“The healthy being craves an occasional wildness, a jolt from normality, a sharpening of the edge of appetite, his own little festival of Saturnalia, a brief excursion from his way of life.” – Robert Morrison MacIver
“The Saturnalia was the most popular holiday of the Roman year. Catullus (XIV) describes it as “the best of days,” and Seneca complains that the “whole mob has let itself go in pleasures” (Epistles, XVIII.3). Pliny the Younger writes that he retired to his room while the rest of the household celebrated (Epistles, II.17.24). It was an occasion for celebration, visits to friends, and the presentation of gifts, particularly wax candles (cerei), perhaps to signify the returning light after the solstice, and sigillaria. Martial wrote Xenia and Apophoreta for theSaturnalia. Both were published in December and intended to accompany the “guest gifts” which were given at that time of year. Aulus Gellius relates that he and his Roman compatriots would gather at the baths in Athens, where they were studying, and pose difficult questions to one another on the ancient poets, a crown of laurel being dedicated to Saturn if no-one could answer them (Attic Nights, XVIII.2).”
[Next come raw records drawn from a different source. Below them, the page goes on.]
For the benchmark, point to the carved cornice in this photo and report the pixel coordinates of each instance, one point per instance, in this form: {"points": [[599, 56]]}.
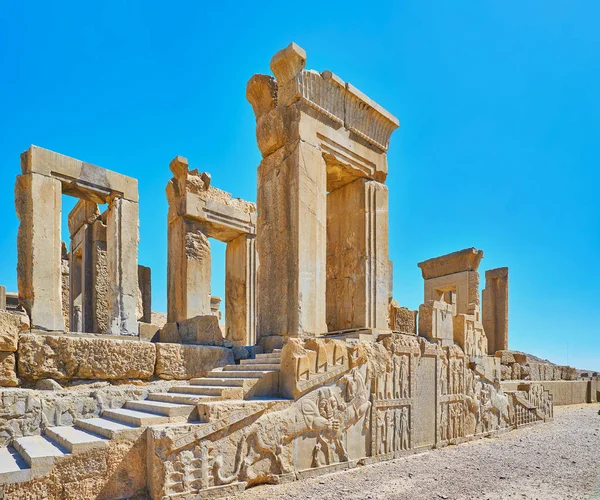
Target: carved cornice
{"points": [[344, 104]]}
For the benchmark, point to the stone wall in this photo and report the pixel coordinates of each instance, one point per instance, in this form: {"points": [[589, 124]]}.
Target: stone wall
{"points": [[349, 405], [521, 366], [25, 412], [566, 392]]}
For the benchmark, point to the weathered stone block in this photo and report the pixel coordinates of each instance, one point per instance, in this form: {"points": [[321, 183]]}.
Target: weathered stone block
{"points": [[10, 326], [402, 319], [181, 362], [8, 375], [149, 332], [65, 357], [201, 330]]}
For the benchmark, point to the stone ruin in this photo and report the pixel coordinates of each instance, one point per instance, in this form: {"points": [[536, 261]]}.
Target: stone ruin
{"points": [[315, 369]]}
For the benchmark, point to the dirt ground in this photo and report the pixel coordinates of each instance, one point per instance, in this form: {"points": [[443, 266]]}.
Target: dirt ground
{"points": [[558, 460]]}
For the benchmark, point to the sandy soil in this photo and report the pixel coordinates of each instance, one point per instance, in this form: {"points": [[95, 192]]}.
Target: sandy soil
{"points": [[558, 460]]}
So get out your statue of Saturn, or if you don’t have one, I suppose a statue of Santa will have to do, place him on your best couch, and let the merriment begin!
“According to the Augustan historian Livy, following the sacrifice the Roman senate arranged a lectisternium, a ritual of Greek origin that typically involved placing the deity’s image on a sumptuous couch, as if he were present and actively participating in the festivities. A public banquet was held (convivium publicum), and afterward the shouting of io Saturnalia began, originally only on the single day.”
Those floppy red Santa hats? Also very appropriate for Saturnalia!
“One of the things I discovered in my research is that people wore a distinctive the floppy cap at Saturnalia known as a pileus or cap of liberty (see photo above, coin on the left). It was worn by ex-slaves to symbolise their freedom. The custom of slaves and masters swapping places made thepileus the customary headware during the Saturnalia festivities. The pileus presumably is where Santa’s cap comes from. The next time you see revellers wearing the red and white Christmas hat think about the ancient Romans and their slaves.”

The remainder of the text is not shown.